Sparrmannia africana (Zimmerlinde)

* Herkunft: Südafrika
* Licht: Hell bis sonnig, verträgt auch Halbschatten
* Boden: Durchlässig, nährstoffreich, gleichmäßig feucht, keine Staunässe
* Besonderheit: Wächst sehr schnell, große herzförmige Blätter, blüht weiß im Winter bis Frühjahr
* Schnitt: Verträgt regelmäßigen Rückschnitt gut, verzweigt sich dadurch schöner
* Schädlinge: Gelegentlich weiße Fliege
✅ Ungiftig

Die Zimmerlinde ist ein echter Klassiker und war früher in vielen deutschen Wohnungen zu finden. Sie wächst schnell und kann als Kübelpflanze in wenigen Jahren über einen Meter hoch werden, lässt sich aber problemlos zurückschneiden.

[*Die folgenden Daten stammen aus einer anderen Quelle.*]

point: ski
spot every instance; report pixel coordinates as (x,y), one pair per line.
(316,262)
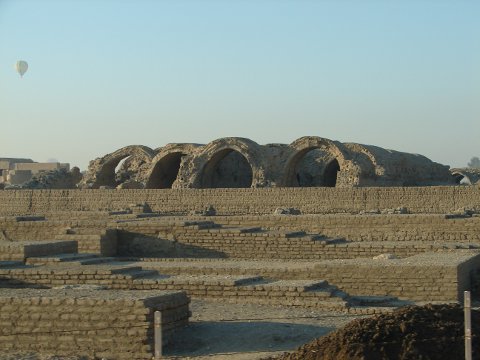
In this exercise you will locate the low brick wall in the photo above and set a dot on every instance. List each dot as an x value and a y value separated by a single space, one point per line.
435 199
110 324
425 277
398 228
21 250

Im Winter zeigt sie weiße Blüten mit gelb-rötlichen Staubgefäßen, was sie besonders dekorativ macht. Sie kommt mit normaler Zimmerluft gut zurecht und erhöht durch ihre große Blattmasse sogar die Luftfeuchtigkeit im Raum. Wer Platz hat und eine pflegeleichte, großzügige Grünpflanze sucht, ist mit der Zimmerlinde gut beraten.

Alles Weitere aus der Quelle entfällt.